Toujours au Bénin, Blue Solutions, filiale du groupe Bolloré, a ainsi déployé 12 mini-réseaux solaires couplés à des solutions de stockage innovant, au sein d’un consortium qui regroupe Générale du Solaire et ARESS (opérateur énergétique béninois). Pour Antonia Orsoni, responsable du portefeuille de projets stationnaires hors réseau de Blue Solutions, la réussite d’un projet de micro-réseau nécessite notamment d’adapter les solutions techniques au contexte et à l’environnement dans lequel il sera déployé. Une des forces de Blue Solutions est sa batterie tout solide, qui lui permet de répondre aux contraintes d’un site complexe et isolé tout en garantissant de meilleures performances environnementales, sans climatisation, sans solvant organique ni terres rares, avec une haute recyclabilité et une grande robustesse, notamment face aux températures élevées.

Dans l’état du Para au Brésil, c’est un projet de minicentrales photovoltaïques qui a été porté par Omexom, dans le cadre du programme fédéral d’accès à l’énergie pour les sites isolés d’Amazonie « Luz para Todos ». Ce sont 1408 minicentrales hors réseau qui ont ainsi été déployées sur des sites avec de fortes contraintes logistiques et environnementales, comprenant des panneaux solaires d’une puissance de 1.3 kWc et des batteries de 6 kWh garantissant 2 jours d’autonomie. Anoucheh Bellefleur, Cheffe de projet Market Development chez Omexom, a insisté sur l’importance de l’optimisation des coûts pour garantir l’accessibilité de tels projets et a rappelé qu’une des forces du travail d’Omexom sur place était d’avoir su recourir à des équipes brésiliennes locales (plus de 80% d’emplois locaux dans le projet), familières avec cet environnement. Les micro-réseaux nécessitent en effet de s’appuyer sur des partenariats locaux fiables dans la durée.

Enfin, Bruno Prestat, directeur de la R&D chez EDF, a évoqué le démonstrateur microgrid innovant MASERA (Microgrid for Affordable and Sustainable Electricity in Remote Areas) déployé sur l’île de Semakau, et initié dans le cadre d’un partenariat entre Enedis et l’Université technologique de Nanyang (NTU) de Singapour. Ce démonstrateur, qui permet de fournir une énergie électrique décarbonée avec 100 kilowatts de capacité de production, est opérationnel depuis deux ans et fonctionne de manière autonome. EDF vise ainsi à déployer des micro-réseaux performants, à bas coût et durables pour des zones rurales et isolés d’Asie du Sud-Est. Un des objectifs ambitieux de l’électricien est en effet de proposer une électricité 100% EnR, sans coupures (ou « blackouts »),  à un prix équivalent ou inférieur à celui des prix constatés sur les marchés locaux. Les retours d’expérience du projet sont déjà très instructifs et selon Bruno Prestat, EDF veut maintenant rapidement passer à la commercialisation des différentes solutions, qui est l’objectif principal de ce démonstrateur à grande échelle.
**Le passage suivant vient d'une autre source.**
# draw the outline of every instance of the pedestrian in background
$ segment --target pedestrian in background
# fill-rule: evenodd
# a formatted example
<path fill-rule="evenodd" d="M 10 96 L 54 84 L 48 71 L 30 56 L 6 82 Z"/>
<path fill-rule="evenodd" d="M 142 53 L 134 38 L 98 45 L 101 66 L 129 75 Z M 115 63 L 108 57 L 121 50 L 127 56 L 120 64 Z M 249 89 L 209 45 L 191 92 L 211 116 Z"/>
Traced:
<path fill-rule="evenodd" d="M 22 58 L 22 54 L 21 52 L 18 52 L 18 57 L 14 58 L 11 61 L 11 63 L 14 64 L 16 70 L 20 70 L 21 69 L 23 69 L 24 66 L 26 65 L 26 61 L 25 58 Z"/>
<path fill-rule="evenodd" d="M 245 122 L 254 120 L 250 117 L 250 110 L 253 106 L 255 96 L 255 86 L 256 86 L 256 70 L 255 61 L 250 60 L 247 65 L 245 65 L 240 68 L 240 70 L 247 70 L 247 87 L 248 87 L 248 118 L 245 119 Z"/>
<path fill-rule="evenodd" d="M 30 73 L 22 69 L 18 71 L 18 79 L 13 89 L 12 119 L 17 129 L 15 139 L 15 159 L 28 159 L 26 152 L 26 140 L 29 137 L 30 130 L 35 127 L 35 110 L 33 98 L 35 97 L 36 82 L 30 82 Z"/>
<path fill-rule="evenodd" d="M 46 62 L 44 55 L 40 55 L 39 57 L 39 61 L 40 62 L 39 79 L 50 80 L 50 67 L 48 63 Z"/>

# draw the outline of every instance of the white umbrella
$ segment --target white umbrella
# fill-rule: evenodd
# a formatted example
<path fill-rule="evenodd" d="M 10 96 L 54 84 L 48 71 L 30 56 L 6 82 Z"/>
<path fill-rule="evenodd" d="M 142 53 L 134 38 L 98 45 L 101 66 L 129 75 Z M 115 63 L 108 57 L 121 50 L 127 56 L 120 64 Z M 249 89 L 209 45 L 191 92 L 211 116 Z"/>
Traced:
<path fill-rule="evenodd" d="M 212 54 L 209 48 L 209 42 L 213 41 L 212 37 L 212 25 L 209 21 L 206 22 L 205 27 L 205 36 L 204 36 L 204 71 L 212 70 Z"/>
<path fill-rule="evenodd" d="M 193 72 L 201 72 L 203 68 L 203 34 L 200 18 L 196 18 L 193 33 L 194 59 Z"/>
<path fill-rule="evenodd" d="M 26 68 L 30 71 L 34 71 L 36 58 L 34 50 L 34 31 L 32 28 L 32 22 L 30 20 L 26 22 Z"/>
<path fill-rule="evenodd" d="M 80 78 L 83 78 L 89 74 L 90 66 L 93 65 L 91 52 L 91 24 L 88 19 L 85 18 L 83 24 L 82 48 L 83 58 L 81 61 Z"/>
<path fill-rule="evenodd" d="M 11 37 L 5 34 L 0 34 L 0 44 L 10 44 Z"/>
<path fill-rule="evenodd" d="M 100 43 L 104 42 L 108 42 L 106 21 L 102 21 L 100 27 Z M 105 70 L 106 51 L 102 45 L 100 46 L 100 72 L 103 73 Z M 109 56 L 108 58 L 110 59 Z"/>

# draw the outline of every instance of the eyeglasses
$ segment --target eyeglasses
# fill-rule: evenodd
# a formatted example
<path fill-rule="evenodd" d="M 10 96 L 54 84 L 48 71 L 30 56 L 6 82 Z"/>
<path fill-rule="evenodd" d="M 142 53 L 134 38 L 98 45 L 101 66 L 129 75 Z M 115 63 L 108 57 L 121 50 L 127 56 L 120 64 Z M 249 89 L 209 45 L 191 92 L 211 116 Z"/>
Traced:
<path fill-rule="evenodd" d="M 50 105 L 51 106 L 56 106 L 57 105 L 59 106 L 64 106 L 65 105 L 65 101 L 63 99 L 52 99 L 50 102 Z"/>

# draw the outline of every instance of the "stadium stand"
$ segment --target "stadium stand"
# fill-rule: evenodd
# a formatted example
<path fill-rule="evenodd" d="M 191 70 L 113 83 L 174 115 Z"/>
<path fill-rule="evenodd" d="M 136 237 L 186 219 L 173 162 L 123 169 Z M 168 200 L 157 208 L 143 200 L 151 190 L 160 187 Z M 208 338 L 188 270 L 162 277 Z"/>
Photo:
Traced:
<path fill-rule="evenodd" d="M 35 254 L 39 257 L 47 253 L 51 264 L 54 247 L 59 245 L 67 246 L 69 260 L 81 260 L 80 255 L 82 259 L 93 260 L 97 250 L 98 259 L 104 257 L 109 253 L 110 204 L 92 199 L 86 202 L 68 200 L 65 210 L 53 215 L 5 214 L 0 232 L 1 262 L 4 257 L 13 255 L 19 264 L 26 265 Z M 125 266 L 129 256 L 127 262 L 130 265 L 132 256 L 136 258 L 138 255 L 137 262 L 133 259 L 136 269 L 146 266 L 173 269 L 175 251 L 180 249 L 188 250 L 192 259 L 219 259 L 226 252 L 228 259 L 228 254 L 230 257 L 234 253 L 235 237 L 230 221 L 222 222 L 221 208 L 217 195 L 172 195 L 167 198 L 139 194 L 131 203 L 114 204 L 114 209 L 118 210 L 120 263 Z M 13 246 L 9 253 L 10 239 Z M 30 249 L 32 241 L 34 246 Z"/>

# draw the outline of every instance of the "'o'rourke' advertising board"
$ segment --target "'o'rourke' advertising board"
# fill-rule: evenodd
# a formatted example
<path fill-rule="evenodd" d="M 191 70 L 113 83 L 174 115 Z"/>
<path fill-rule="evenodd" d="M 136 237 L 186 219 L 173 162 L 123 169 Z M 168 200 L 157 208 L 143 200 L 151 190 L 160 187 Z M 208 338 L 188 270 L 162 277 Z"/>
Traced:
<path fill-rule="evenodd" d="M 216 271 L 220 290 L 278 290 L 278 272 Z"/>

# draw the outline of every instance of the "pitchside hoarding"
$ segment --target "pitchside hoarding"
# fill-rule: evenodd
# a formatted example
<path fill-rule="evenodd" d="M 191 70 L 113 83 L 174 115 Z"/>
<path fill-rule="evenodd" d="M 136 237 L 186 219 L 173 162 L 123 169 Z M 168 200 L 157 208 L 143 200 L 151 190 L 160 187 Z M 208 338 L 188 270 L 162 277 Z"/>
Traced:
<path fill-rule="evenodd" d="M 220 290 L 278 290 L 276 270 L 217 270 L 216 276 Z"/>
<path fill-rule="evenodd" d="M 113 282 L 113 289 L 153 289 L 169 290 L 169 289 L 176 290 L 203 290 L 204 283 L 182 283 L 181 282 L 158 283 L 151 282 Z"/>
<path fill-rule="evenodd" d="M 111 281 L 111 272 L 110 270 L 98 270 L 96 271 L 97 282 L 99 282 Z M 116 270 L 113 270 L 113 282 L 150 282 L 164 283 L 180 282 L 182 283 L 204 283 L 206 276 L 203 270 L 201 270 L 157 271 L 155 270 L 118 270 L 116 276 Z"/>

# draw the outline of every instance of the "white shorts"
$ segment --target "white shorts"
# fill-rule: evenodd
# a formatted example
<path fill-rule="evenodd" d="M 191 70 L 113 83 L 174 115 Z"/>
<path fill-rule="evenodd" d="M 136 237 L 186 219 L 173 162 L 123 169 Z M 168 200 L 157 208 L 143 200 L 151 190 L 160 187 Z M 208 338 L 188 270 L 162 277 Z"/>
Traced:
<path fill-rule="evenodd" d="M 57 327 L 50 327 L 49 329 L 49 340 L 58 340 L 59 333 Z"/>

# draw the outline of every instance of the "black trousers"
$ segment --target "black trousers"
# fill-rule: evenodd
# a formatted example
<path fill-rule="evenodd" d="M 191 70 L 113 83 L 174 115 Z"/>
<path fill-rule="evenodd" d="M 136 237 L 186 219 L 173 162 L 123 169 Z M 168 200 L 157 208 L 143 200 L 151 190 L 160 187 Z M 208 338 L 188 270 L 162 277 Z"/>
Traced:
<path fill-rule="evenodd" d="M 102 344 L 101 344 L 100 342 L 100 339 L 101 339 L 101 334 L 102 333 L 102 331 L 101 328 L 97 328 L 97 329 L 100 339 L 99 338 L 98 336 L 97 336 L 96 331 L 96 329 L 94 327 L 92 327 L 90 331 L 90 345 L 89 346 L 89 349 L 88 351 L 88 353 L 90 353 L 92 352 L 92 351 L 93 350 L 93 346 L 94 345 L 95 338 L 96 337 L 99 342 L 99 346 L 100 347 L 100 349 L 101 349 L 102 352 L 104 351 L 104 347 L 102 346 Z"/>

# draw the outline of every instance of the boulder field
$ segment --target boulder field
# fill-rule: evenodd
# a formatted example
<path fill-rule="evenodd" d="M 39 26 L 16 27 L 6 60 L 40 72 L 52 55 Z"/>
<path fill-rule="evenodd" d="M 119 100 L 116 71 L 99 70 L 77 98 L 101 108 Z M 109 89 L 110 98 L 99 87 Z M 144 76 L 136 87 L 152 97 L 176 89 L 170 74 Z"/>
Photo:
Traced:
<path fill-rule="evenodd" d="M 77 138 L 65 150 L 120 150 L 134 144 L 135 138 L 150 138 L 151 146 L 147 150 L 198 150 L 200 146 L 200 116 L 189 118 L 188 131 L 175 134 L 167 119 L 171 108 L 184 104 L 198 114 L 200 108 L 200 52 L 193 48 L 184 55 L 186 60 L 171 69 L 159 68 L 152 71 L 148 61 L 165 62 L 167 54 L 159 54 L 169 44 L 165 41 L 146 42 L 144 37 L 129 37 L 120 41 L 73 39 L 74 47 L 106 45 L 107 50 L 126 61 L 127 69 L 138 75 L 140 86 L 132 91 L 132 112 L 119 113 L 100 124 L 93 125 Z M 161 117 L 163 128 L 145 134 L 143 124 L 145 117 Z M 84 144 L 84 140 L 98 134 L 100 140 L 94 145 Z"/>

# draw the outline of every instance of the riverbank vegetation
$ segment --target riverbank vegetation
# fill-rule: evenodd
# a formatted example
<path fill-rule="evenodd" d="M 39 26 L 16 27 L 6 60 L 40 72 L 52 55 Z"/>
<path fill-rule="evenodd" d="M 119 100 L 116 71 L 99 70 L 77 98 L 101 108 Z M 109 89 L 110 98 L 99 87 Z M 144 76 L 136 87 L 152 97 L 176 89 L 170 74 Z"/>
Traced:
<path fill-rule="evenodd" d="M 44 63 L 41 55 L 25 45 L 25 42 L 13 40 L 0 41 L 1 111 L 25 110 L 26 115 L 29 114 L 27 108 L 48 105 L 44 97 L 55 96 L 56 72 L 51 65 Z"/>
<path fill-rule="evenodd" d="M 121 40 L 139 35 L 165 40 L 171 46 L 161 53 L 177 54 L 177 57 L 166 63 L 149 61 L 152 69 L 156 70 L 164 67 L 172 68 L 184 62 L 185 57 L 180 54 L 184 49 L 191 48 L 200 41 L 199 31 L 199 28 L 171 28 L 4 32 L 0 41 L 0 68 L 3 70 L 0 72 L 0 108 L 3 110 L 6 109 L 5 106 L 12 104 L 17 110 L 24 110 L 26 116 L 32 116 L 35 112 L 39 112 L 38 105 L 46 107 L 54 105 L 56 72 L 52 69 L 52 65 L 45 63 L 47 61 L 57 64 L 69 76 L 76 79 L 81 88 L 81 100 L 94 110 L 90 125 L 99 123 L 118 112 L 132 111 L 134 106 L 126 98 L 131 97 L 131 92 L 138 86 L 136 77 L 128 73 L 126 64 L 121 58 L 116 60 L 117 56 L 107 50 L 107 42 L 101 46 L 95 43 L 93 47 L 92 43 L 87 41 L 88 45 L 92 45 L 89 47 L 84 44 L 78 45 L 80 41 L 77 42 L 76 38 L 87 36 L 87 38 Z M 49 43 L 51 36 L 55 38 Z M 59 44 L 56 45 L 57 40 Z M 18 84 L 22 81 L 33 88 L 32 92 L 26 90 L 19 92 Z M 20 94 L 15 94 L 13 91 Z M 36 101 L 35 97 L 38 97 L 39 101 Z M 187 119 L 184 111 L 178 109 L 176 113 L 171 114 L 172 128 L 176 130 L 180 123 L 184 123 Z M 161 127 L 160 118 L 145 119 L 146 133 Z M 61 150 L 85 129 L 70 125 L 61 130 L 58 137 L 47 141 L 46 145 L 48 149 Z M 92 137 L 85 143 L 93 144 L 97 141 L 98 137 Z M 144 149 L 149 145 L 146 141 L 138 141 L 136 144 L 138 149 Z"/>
Think Smartgrids est engagée depuis plusieurs années sur la thématique des micro-réseaux, notamment à travers son partenariat avec la NTU de Singapour qui a contribué à la naissance du projet MASERA. Les micro-réseaux sont une solution essentielle pour permettre un accès universel et décarboné à l’énergie, et la filière française des smart grids a déjà de nombreux cas d’usage réussis à son actif.